The coronavirus pandemic has not spared Europe's leading economic power at all. Germany as of today registers 156 337 confirmed persons for 5 913 dead. However, the country is considering a gradual return and is gradually beginning to lift the restrictive measures that serve to curb the spread of the virus. It is the appearance of the primitive signs that could aggravate the situation that can be observed. The new infection rate is 1.0% at the beginning of the week.
In recent weeks, this rate has risen from 0.7% to 1.0. This simply means that a confirmed individual is spreading the virus and infecting an average person. While this rate must be below 1.0 to control the risk of spread. The Robert Koch Institute urges the public to limit contact and stay home as much as possible to safeguard the gains made.
This coronavirus health crisis is aggravating the economic situation in Germany, which has already been weakened by the crisis in the euro currency zone. In 2019, Germany achieved only 0.6% growth in its Gross Domestic Product (GDP) while it was 1.5% in 2018. This situation is justified by the global fall in the production of capital goods and England's exit from the euro zone.
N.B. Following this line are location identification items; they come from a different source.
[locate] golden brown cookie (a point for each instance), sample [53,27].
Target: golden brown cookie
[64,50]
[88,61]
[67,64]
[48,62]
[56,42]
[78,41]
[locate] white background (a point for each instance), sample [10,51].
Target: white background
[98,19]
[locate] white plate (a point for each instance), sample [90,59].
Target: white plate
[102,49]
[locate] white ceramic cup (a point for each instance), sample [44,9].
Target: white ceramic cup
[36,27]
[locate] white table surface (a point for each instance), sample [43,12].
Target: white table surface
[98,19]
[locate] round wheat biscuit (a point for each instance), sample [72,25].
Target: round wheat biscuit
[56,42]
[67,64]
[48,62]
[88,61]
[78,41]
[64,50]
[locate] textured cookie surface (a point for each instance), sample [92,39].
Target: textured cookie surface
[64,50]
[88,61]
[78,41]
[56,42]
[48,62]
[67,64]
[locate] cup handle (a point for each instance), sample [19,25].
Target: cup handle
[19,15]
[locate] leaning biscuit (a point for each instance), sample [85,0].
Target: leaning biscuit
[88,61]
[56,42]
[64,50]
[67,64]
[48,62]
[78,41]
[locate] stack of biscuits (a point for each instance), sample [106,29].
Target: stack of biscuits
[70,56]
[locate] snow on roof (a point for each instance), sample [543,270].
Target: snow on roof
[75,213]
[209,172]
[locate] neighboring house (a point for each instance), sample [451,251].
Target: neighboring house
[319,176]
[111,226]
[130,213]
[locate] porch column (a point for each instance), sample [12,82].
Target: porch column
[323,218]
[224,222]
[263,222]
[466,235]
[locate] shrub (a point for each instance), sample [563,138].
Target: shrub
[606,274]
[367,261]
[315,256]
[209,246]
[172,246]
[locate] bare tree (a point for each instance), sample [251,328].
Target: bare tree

In addition, there is the restructuring of the automotive industry.
This Tuesday, according to a forecast by Ifo, the German Institute for Economic Research, the country should expect a decline in its GDP in the year 2020. This decline in GDP is estimated at 6.6%. It also states that economic activity will return to its best stage after the year 2021. The German economy entered a 1.9% recession in the first quarter of 2020. The decline in Germany's GDP forecast for the second quarter of the year could reach 12.2%.
The German economy will not return to normal so soon after deconfinement. A rather embarrassing situation for economic players in all sectors of activity. A growth of 8.5% is only envisaged for the year 2021. 30 years ago, reunified Germany experienced such a situation due to the deterioration of economic activities. The most severe fall occurred this year in April.
A relaxation of restrictive measures such as containment is allowed in Germany. Commercial activities with an area of 800 square metres are allowed to open. This relief also concerns the German car sector and the activities of cycle dealers. Retail players are asking for the favour of the State in order to start reopening on 4 May. A further discussion will be held on Thursday to consider the steps to be taken for the lifting of restrictive measures.
According to an International Monetary Fund estimate, Germany is expected to have a budget surplus of 1% this year and 0.7% next year. While the European Commission was forecasting 0.6% in 2020 and 0.2% for next year.